Les trois premiers rapports lancés par le délégué général de l'Union douanière de la Communauté de l'Afrique de l'est, Peter Kiguta, examinent la responsabilité de la police dans les trois pays est-africains. Chacun des rapports sur la police, la population, et la politique dans chaque pays, examine le développement des forces de l'ordre, les questions auxquelles elles sont confrontées, et étudie les cadres législatifs et politiques dans lesquels la police opère.
Deux autres rapports ont été publiés sur l'impact des budgets gouvernementaux sur le maintien de l'ordre au Kenya, et sur l'impact des budgets de l'Etat sur le maintien de l'ordre en Ouganda.
"Le maintien de l'ordre corrompu, violent et inefficace est — malheureusement — la réalité dans trop de nations africaines du Commonwealth", a déclaré à IPS, Clare Doube de la CHRI, dans un entretien par e-mail depuis Arusha. Les trois rapports nationaux, a-t-elle souligné, ont mis "un accent particulier sur le contrôle politique illégitime de la police".
Comme solution, elle a indiqué que les rapports préconisent une plus grande responsabilité. "L'impunité ne doit pas être tolérée et les policiers, à tous les niveaux, doivent être tenus pour responsables de leurs actes", a-t-elle dit.
Le maintien de l'ordre à travers les trois pays correspond à un modèle, a déclaré Doube.
"Les défaillances centrales de la police dans chacun des trois pays sont liées à leur histoire coloniale", a-t-elle souligné. "Le maintien de l'ordre du régime colonial, conçu pour maintenir les dirigeants au pouvoir continue d'exister, malgré les décennies d'indépendance et de démocratie".
Cette défaillance centrale se manifeste elle-même de plusieurs manières, a-t-elle expliqué, "dans la façon dont la police est structurée et administrée, dans les interconnexions avec l'armée, dans les relations entre l'exécutif et les responsables de la police, qui à leur tour ont un impact sur la qualité du maintien de l'ordre que nous voyons dans ces trois pays".
Ce qu'il faut, c'est de passer de ce maintien de l'ordre de ce régime vers un maintien de l'ordre démocratique – le seul type de maintien de l'ordre approprié pour une démocratie, a indiqué Doube.

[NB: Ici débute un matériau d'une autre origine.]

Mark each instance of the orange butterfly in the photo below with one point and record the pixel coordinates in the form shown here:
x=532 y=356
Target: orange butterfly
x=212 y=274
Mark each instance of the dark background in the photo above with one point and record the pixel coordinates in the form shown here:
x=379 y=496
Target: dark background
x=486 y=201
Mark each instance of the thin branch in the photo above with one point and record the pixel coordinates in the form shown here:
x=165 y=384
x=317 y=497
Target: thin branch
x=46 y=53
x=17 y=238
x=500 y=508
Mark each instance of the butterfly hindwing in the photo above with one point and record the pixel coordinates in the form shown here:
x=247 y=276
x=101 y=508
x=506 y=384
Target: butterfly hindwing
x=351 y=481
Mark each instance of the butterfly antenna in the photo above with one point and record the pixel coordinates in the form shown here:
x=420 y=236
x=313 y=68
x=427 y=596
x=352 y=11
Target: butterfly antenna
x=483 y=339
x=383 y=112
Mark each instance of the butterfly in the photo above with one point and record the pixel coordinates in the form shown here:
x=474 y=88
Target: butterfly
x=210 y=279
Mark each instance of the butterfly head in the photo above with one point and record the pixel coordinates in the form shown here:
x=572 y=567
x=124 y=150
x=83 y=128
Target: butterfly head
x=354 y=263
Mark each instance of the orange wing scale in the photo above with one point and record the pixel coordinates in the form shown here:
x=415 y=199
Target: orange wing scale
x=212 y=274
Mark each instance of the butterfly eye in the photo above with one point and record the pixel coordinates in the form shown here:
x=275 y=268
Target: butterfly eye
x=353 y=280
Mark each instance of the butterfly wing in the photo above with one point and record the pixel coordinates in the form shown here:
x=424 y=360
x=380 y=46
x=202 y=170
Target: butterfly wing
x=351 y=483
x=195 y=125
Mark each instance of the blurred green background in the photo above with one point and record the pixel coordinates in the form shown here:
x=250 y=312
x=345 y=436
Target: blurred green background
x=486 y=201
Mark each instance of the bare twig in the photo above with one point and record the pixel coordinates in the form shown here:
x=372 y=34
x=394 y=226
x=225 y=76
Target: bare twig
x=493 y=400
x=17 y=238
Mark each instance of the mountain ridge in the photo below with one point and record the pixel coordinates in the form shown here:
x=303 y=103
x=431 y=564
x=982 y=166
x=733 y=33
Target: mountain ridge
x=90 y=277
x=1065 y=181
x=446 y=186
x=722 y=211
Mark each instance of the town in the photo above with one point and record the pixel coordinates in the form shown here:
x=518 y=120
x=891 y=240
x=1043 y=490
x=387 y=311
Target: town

"Toute avancée véritable vers une plus grande démocratisation d'un pays inclura une plus grande démocratisation de la police, comme l'un des plus importantes agences de l'Etat — et l'une des plus visibles pour les citoyens", a déclaré Doube. "Même s'il pourrait y avoir certaines améliorations positives en Afrique de l'est, l'histoire récente montre une régression par rapport aux idéaux de démocratie, aussi bien d'une manière générale que dans le maintien de l'ordre".
Dans un raid contre des médias au Kenya en mars, la police et des mercenaires ont attaqué des groupes de presse, ce qui reflétait une manipulation politique évidente de la police, a indiqué Doube.
La recherche de quatre ans a mis en lumière de multiples domaines de préoccupation, a souligné Doube. Au nombre de ceux-ci figurent: – l'interférence politique illégitime et la partialité de la police – la militarisation de la police, qui devrait rester une agence civile – la violence, la brutalité, l'usage excessif de la force et de la torture – la corruption – le secret et le manque de transparence – les ressources inadéquates et les mauvaises conditions pour la police – le manque de responsabilité et l'impunité pour les fautes.
"Le rôle de la police est de protéger la communauté", a déclaré Daruwala.
"Au Kenya, en Ouganda et en Tanzanie, elle protège les gouvernements". Le lancement des rapports a été une première étape très importante sur la voie de la réforme de la police en Afrique de l'est, a affirmé Daruwala.
"La région avance vers la démocratie. Les forces de l'ordre du style de vieux régime n'ont aucune place dans les nouveaux pays d'Afrique de l'est".